Background Pulmonary fibrosis (PF) is a shared characteristic of chronic interstitial lung diseases of mixed aetiology. Previous studies on PF highlight a pathogenic role for common and rare genetic variants. This study aimed to identify rare pathogenic variants that are enriched in distinct biological pathways and dysregulated gene expression. Methods Rare variants were identified using whole genome sequencing (WGS) from two independent PF cohorts, the PROFILE study and the Genomics England 100K (GE100KGP) cohort, with the gnomAD database as a reference. Four pathogenic variant categories were defined: loss of function variants, missense variants, protein altering variants, and protein truncating variants.
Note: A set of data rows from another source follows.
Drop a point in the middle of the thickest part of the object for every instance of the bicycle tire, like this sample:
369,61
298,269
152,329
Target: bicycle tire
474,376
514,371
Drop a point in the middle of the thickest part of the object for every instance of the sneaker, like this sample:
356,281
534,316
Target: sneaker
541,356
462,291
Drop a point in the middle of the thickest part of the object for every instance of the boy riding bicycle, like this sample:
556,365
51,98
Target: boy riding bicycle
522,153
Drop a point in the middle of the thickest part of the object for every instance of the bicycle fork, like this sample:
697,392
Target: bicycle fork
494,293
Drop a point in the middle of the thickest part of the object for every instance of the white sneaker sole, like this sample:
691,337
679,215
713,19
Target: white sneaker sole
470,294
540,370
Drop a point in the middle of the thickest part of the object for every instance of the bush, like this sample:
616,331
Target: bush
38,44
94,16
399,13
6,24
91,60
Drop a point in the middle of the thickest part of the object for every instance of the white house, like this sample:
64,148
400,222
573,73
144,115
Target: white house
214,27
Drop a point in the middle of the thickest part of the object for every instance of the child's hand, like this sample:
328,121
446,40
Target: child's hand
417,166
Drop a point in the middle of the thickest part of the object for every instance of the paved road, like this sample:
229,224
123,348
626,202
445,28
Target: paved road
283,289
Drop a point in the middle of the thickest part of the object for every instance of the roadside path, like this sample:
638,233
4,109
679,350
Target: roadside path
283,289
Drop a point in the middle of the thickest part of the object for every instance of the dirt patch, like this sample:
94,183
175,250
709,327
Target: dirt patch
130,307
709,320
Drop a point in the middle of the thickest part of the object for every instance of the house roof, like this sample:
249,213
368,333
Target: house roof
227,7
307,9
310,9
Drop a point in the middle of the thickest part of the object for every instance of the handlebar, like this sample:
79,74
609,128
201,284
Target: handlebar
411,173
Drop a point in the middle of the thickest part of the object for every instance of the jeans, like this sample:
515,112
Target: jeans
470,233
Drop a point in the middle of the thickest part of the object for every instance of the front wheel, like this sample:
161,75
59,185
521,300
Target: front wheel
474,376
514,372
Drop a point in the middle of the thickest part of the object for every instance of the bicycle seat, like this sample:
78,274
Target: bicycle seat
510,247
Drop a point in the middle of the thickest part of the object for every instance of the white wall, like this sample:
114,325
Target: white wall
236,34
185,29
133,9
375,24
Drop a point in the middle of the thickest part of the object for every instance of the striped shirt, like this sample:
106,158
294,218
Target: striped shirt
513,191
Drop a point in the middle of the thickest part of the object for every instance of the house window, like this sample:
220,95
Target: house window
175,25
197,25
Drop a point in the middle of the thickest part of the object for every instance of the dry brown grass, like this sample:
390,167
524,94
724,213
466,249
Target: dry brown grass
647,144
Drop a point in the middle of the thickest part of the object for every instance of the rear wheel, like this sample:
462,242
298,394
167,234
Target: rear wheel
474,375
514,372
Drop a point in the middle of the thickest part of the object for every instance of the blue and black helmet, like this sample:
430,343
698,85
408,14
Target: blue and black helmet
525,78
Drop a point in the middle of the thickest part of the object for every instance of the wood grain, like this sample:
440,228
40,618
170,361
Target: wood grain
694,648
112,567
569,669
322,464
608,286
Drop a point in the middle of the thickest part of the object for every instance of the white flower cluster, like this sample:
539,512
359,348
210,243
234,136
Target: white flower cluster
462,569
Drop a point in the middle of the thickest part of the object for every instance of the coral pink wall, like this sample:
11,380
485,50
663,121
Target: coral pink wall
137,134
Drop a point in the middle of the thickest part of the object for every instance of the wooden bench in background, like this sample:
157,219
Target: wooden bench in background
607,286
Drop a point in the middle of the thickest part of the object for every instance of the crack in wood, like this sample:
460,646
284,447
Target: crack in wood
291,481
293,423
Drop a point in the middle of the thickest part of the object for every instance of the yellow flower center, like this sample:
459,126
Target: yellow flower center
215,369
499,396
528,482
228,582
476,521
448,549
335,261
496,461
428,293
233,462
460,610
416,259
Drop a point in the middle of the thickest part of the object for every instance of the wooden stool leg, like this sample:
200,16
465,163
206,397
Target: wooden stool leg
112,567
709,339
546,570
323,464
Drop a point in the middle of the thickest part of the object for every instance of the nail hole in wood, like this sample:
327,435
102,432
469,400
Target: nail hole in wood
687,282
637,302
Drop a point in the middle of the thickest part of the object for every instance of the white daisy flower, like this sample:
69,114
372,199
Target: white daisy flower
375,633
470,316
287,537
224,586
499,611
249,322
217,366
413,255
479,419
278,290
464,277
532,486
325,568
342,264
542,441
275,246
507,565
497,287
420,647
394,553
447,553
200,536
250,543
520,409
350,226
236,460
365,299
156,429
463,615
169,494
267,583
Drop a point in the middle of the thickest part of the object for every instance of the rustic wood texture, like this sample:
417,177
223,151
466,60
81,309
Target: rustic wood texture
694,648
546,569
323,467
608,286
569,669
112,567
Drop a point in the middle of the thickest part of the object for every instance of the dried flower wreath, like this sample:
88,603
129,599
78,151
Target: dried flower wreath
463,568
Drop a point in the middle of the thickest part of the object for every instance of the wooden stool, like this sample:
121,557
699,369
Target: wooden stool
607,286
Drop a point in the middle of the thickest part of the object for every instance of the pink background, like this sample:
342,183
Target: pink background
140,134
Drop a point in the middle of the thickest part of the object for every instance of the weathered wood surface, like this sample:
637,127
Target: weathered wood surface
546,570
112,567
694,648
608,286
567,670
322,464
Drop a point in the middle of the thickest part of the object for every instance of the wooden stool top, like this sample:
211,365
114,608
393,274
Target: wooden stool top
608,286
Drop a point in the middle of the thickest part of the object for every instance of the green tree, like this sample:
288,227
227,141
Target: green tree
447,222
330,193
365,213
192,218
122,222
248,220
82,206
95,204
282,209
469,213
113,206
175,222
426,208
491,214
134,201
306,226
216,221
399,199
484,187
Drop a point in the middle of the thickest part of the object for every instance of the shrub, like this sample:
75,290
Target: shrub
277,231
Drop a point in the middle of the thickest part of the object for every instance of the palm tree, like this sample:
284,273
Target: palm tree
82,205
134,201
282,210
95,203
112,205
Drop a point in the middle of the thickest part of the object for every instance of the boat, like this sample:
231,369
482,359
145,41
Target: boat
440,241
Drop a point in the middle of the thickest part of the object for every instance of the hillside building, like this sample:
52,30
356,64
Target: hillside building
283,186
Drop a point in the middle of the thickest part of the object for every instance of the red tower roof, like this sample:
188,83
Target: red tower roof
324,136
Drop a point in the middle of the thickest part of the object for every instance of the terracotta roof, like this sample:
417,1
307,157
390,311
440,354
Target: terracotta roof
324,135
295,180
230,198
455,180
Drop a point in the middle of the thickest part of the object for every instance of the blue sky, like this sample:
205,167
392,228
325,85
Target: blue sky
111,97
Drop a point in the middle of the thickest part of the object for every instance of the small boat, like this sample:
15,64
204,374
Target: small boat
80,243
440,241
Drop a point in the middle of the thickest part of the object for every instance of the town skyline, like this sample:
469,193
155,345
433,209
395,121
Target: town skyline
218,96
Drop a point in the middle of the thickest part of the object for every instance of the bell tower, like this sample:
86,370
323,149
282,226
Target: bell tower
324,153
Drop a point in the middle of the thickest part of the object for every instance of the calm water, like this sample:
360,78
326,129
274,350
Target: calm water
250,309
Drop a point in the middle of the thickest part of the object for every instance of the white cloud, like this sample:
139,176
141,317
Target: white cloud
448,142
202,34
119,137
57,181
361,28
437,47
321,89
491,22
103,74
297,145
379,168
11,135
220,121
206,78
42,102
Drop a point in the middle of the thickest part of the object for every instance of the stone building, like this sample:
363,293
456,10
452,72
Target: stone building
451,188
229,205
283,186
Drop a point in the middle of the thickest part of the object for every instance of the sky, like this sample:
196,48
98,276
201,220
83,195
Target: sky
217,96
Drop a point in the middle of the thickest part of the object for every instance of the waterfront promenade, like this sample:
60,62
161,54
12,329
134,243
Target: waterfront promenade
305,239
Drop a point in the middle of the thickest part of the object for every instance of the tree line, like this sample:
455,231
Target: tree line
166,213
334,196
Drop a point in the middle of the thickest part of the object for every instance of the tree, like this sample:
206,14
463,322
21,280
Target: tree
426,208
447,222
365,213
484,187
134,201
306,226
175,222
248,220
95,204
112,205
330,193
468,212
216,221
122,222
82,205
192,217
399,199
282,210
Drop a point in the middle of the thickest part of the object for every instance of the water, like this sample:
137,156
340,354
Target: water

Gene burden testing was performed for rare variants defined as having a minor allele frequency <0.1%. Overrepresentation analysis of gene ontology terms and gene concept network analysis were used to interpret functional pathways. Integration of publicly available transcriptomic datasets was performed using weighted gene co-expression network analysis of idiopathic pulmonary fibrosis (IPF) lung tissue compared with healthy controls. Results Burden testing was performed on 507 patients from the PROFILE study and 451 PF patients from GE100KGP cohort, compared with 76,156 control participants from the gnomAD database. Ninety genes containing significantly more pathogenic rare variants in cases than in controls were observed in both cohorts. Fifty-six genes included missense variants and 87 genes included protein altering variants. For missense variants, HMCN1, encoding hemicentin-1, and RGPD1, encoding a protein with a RanBD1 domain, were highly associated with PF in both PROFILE (p=5.70E-22 and p=4.48E-51, respectively) and GE100KGP cohorts (p=2.27E-24 and p=1.59E-36, respectively). 56 of 90 genes with significant burden were observed within modules correlated with disease in transcriptomic analysis, including HMCN1 and RGPD1. Enriched functional categories from genetic and transcriptomic analyses included pathways involving extracellular matrix constituents, cell adhesion properties and microtubule organisation. Conclusions Rare pathogenic variant burden testing and weighted gene co-expression network analysis of transcriptomic data provided complementary evidence for pathways regulating cytoskeletal dynamics in PF pathogenesis. Functional validation of candidates could provide novel targets for intervention strategies.